The positive effect of coffee remained constant after adjusting for age, sex, race, liver disease, body mass index, and alcohol intake in all participants. Ingestion of coffee in excess of 380 mg a day did not appear to provide any significant additional benefit.
The authors stated 2 limitations to their study:
* Participants with advanced disease may have reduced their caffeine consumption because their altered liver function caused them to require less to produce the same effect, or they believed caffeine to be harmful because of their condition.
* Other factors affecting caffeine intake, including socioeconomic status, education level, and recreational drug use, were not considered.
Because the study was cross-sectional, causality was not determined. The authors noted that recent in vitro data demonstrate that the caffeine, cafestol, and kahweol in coffee may change the expression and activity of enzymes involved in xenobiotic metabolisms. They posited that caffeine's influence may result from a direct antifibrogenic mechanism, citing evidence that there is no association between caffeine intake and liver inflammation, and concluded that long-term studies are needed to reinforce or refute their findings.

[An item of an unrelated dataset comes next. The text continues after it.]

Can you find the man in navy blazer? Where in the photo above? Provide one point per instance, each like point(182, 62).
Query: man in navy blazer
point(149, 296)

"Although it is tempting to conclude that caffeine has a protective effect on fibrogenesis, other explanations are also possible," the authors write. "With accumulating data on the beneficial role of coffee and caffeine in liver disease, as well as the supporting in vitro data, it may now be time to consider a prospective study of coffee or caffeine on hepatic fibrogenesis."